Your Investment Policy Statement should address the following:
Strategy
The strategy section of the IPS should outline how your portfolio will be constructed and summarize your objectives for the account. Objectives might include income, growth, or capital preservation. Regulatory constraints create an additional layer of restrictions for expats which must be navigated when formulating this strategy. For example, certain types of EU investments may trigger US taxes or burdensome reporting, while certain US investments don’t meet EU rules for EU residents. All of these elements are considered when formulating a bespoke investment strategy.
Time horizon
A time horizon should be indicated that reflects your financial planning goals. This doesn’t mean that there cannot be withdrawals or additions to the account before the time is up, but certain investments are time-sensitive.

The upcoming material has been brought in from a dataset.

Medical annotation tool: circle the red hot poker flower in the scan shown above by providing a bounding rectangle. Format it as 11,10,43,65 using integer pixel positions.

For example, if a US government note that pays a coupon of 5% is purchased at par, it is reasonably certain (barring a default of the US government and assuming a 5% reinvestment rate) that a yield of 5% will be realized if the note is held to maturity.
Expected risk and return
Risk and return go hand-in-hand. We would all like to have a low-risk portfolio that yields a high rate of return, but the reality is that there is always a trade-off. Once we have an understanding of your goals and risk tolerance, we will design a well-diversified portfolio that meets your unique needs.
Permitted holdings
It is important that portfolio holdings match the risk/return profile and time horizon. For example, a growth-oriented portfolio should contain a higher weighting to investments such as equities, whereas a conservative income-producing portfolio may be more oriented towards dividend-paying or fixed-income investments.
Reporting
It is necessary to keep track of how well your investments are performingwith respect to your goals and also with respect to a benchmark. If performance is not measured and reported, then how will you know where improvement is necessary or whether your financial advisor is in fact adding value?
At EAFA, we provide quarterly updates to our clients and the EAFA IPS always includes an appropriate benchmark that is decided in advance and against which portfolio performance will be compared.